Hello. This is my first post but from reading some of the information I think this will be a great way for my husband and I to attempt to restore our relationship. We have been together for nearly 15 years...high school sweet hearts. Married for the last 5 I can't really say there have been too many "happy" years. Our lives are so filled with kids, work, school, hobbies, responsibilities, etc. that we never make time for each other and have managed to drift completely apart. I know I don't give him the "attention" he needs as a man but I am usually so exhausted and completely numb to any kind of sexual behavior that I feel like I could go on never do it again. I know I'm not the only woman who feels like this but how do I overcome it?


----------



## Deejo (May 20, 2008)

You overcome it by looking at it the same way you look at caring for your kids, or meeting your obligations at work ...

because it's important ... because you should.

Mentally check off your top 3 priorities, if your marriage isn't first ... well then you now you know why yourself and so many others feel about marriage the way that you do.

Ask yourself and your husband some simple questions.

What do you want your marriage to be like?

Then do it.


----------



## chillymorn (Aug 11, 2010)

by being realistic in your expectations about what marriage is supost to be.

you indicate that you have neglected him sexually for awhile.
start there ,save some of your energy for making love to your man .

on your death bed you will never say I wish I didn't make love so often.

you might be surprised at how happy and rejuvinated you feel after connecting with your man.


hey give it a try start by say I'm going to bang him 3 times aweek or whatever frequency that would be a big improvement for a month and see what happens.at the end of the month reevaluate and see if things are getting better. 

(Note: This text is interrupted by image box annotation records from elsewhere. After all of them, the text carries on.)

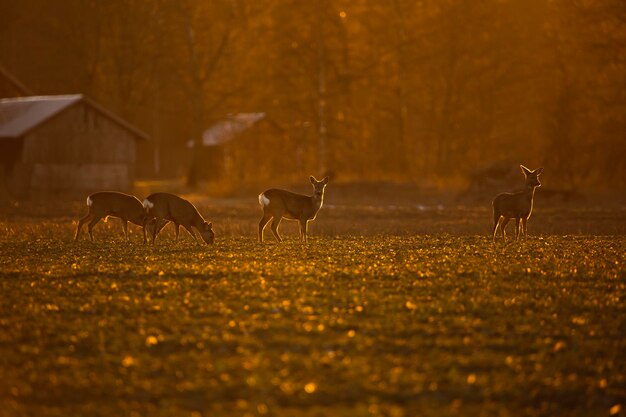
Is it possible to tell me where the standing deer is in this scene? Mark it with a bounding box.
[493,165,543,243]
[259,175,329,243]
[74,191,147,243]
[143,193,215,244]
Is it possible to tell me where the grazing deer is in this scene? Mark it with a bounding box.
[493,165,543,242]
[143,193,215,244]
[74,191,147,243]
[259,176,328,243]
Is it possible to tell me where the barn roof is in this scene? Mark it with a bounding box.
[0,94,148,139]
[187,113,265,148]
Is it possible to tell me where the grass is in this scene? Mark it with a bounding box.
[0,214,626,417]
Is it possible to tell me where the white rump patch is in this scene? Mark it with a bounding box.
[259,193,270,207]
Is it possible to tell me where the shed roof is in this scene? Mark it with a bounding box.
[187,112,265,148]
[0,94,148,139]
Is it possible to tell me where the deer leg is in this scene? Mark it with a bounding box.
[270,216,283,242]
[183,225,200,245]
[141,220,148,245]
[500,217,511,242]
[491,214,500,243]
[300,219,309,243]
[259,212,272,242]
[87,215,102,242]
[120,219,130,241]
[174,223,180,242]
[515,217,521,241]
[150,218,163,245]
[74,211,91,242]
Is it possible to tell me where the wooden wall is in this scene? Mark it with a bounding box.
[9,103,135,193]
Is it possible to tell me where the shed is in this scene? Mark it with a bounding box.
[0,65,32,97]
[0,94,147,196]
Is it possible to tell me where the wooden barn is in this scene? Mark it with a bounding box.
[0,94,147,196]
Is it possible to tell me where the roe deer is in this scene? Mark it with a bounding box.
[74,191,147,243]
[259,176,328,243]
[492,165,543,242]
[143,193,215,244]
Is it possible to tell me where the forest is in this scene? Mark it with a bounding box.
[0,0,626,189]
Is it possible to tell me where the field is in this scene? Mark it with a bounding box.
[0,187,626,417]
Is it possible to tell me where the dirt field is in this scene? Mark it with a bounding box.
[0,187,626,417]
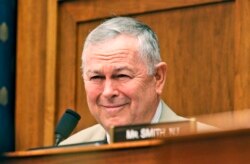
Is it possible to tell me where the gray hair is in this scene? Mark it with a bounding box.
[82,17,161,75]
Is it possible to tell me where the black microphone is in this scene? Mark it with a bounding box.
[55,109,81,146]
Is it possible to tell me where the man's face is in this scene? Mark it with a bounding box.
[83,35,159,130]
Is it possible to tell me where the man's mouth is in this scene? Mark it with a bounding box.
[100,104,127,114]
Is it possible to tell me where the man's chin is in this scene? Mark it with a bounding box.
[105,122,128,131]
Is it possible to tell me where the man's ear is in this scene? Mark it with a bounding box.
[155,62,167,95]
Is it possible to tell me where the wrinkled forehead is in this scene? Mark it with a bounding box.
[82,35,140,65]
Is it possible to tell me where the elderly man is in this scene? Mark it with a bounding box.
[61,17,213,145]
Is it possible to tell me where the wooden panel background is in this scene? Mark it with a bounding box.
[16,0,250,150]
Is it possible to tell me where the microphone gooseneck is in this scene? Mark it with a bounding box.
[55,109,81,146]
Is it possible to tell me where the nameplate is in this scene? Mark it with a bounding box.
[111,119,196,142]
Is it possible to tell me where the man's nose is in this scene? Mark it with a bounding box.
[102,79,119,98]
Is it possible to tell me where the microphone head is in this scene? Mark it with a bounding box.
[55,109,81,140]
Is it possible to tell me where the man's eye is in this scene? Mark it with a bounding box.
[116,74,130,79]
[90,76,104,80]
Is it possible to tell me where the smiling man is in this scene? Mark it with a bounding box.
[61,17,213,145]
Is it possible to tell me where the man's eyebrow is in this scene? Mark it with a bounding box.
[114,66,133,73]
[85,70,101,76]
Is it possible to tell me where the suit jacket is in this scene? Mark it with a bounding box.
[60,101,215,145]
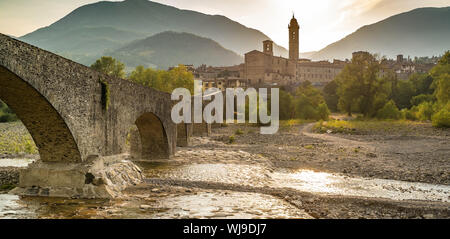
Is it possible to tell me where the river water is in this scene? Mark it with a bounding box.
[0,159,450,218]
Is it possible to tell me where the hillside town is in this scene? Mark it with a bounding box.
[190,16,435,90]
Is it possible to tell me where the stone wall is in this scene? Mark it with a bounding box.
[0,34,176,162]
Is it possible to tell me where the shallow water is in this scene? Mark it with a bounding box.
[0,191,311,218]
[0,160,450,218]
[140,163,270,187]
[272,170,450,202]
[0,158,35,168]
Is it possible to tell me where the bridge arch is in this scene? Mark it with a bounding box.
[0,65,82,162]
[132,112,171,159]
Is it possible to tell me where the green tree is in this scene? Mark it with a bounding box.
[294,81,330,120]
[128,65,194,94]
[279,89,295,120]
[430,51,450,108]
[91,56,125,78]
[323,80,339,112]
[377,100,402,119]
[336,53,392,117]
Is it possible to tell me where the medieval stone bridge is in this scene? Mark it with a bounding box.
[0,35,185,162]
[0,34,208,198]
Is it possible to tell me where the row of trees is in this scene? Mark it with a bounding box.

its kinda like starting an exercize program you just have to start or it will never happen


----------



## Enchantment (May 11, 2011)

I agree with the other posters.

Have you looked at ways that you could manage your life to try and cut back on the 'busy-ness' of it so that you are not so exhausted and stressed?

Start to move your husband and marriage up on your priority list. Look at the 'things' you've currently got going on in your life and really think about whether they are that important for you to do. If not, then minimize or eliminate them.

Look at even simple ways that you could try and connect with your husband on a daily basis - verbalizing how you appreciate him and what he does, touching his shoulder/hair when he's sitting at the dinner table, reaching for his hand when you go out.

God Bless.


----------



## Nickitta (May 12, 2011)

You have to make time for your marriage in your busy schedule. Have you heard about "date nights". At least once a week, plan something for just you and your partner, away from the children. It can be anything as long as you both enjoy it (walk in the park, going to a restaurant, etc...). If you leave things the way they are, the distance between you and your spouse will one day become too big for you to cross.


----------



## Stonewall (Jul 5, 2011)

It requires a balanced approach But the spouse must come first and then the children. 

Popular culture will tell you the reverse but the only time the child should come first is when it is a infant or small toddler. After that your focus should shift back to the spouse. This is a general principle of course some specific cases will come up that require a brief reversal of that role.


----------



## uphillbattle (Aug 17, 2011)

I just can't buy the whole not enough time, too tired excuse. I work 12 hours a day, we have 5 kids including a toddler. 

I come home from work (yes I am tired as hell, I have a phyical job), make dinner (she offers too make dinner but I enjoy cooking) We help the kids with homework. We fold and put away the laundry she did that day. We spend about an hour either doing things with the kids together or individualy. One of us puts the toddler to bed while the other gets all the other children settled down. After all is settled down we grab a coffee, go out to the car and have about a half hour to an hour of just sitting down having a smoke or 2 drinking coffee while listening to music and just B.S.ing. Then we go inside, paly a game (lately it has been uno but it changes quite a bit). When we settle down, usualy atleast one of us gets a massage, after this well, after this it depends but you get the point.

Marriage is not easy, it is a job in and of itself. Just like any other job, if you are lazy you will eventually get fired (or in this case you may just be miserable for the rest of your life). If you make the effort and put your marriage as a high priority you can make it work.


----------



## Tall Average Guy (Jul 26, 2011)

Stonewall said:


> It requires a balanced approach But the spouse must come first and then the children.
> 
> Popular culture will tell you the reverse but the only time the child should come first is when it is a infant or small toddler. After that your focus should shift back to the spouse. This is a general principle of course some specific cases will come up that require a brief reversal of that role.



The best thing you can give your children is to be happy in your marriage.


----------